In one passage, Robert P. Patterson, a Goldman observer team member, in 1971 said he informed a lawyer at the U.S. Justice Department that the panel did not turn over information to Fischer about alleged brutality “because of a lack of confidence and conflict.” It noted that Fischer’s investigators were State Police employees and suggested that Fischer was not aggressively pursuing the brutality allegations.

Fischer at the time, though, said his own probe of the prison retaking was hampered by delays in having to respond to a separate Attica investigative panel and by a lack of opportunity to interview inmates. He said that panel, the McKay Commission, the main group appointed to investigate the uprising, did not help his job by telling inmates that Fischer was “looking at you criminally so you may not want to talk to them, but you can talk to us.”

The Goldman Panel on Sept. 23, 1971, asked the Rockefeller administration to reach out to the Civil Rights Division of the U.S. Justice Department and seek its intervention into the probe of alleged brutality in the retaking of Attica.

Fischer reported that the Justice Department was “not overly enthusiastic” about intervening. A Justice official later told the Goldman panel that Fischer never made a formal request for intervention. Fischer then did so in writing.

But the Goldman panel felt that the Fischer request was “not strong enough,” and it convinced Rockefeller to act. He wrote a letter to then-U.S. Attorney General John N. Mitchell, requesting federal involvement in the brutality probe. Rockefeller, the volumes state, was “unconcerned” about suggestions of possible conflicts for Fischer, but added that Justice intervention would be “helpful in assuring public confidence.”

The newly released documents state that most of the inmates interviewed by federal investigators either refused to talk or could not identify alleged assailants.
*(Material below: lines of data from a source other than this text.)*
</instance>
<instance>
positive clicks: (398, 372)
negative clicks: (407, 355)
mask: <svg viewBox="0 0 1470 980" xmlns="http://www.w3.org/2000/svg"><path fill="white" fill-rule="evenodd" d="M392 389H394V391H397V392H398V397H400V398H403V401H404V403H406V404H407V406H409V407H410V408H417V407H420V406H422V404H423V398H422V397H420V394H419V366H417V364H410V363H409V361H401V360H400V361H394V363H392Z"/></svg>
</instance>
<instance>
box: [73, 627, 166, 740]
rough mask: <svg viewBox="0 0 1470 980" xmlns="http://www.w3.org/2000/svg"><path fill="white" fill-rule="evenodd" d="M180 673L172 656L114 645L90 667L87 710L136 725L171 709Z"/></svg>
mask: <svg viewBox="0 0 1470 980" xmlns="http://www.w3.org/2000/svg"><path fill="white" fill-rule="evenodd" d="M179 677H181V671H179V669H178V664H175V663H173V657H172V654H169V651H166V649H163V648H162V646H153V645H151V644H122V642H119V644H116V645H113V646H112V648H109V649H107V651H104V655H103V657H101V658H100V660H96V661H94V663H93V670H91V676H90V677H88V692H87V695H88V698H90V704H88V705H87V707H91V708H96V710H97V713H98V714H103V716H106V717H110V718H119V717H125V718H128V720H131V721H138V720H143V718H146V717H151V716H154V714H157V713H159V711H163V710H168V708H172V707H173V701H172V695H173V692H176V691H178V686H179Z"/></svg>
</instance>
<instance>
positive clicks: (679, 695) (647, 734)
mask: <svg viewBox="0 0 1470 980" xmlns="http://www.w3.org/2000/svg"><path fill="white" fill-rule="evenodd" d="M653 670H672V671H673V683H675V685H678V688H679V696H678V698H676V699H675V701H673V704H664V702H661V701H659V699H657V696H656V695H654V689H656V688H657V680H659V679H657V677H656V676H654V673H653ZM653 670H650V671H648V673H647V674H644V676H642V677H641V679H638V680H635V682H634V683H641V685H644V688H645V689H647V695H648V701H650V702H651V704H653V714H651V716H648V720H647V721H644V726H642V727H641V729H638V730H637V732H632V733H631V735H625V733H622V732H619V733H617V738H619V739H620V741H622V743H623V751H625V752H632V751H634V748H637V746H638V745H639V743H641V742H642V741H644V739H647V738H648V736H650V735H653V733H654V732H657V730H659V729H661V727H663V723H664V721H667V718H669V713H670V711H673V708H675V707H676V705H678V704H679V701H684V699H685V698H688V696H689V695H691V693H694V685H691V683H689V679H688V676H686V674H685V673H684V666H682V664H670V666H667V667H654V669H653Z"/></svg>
The Meyer team said that it did not know of the federal report on the inmate allegations until 1975.

In Volume I, Meyer 40 years ago said Rockefeller’s selection of Fischer to investigate the Attica matter was “prompt and appropriate” but Fischer’s probe of the State Police’s retaking operation while at the same time employing State Police on his special investigative detail created a “possible conflict of interest.”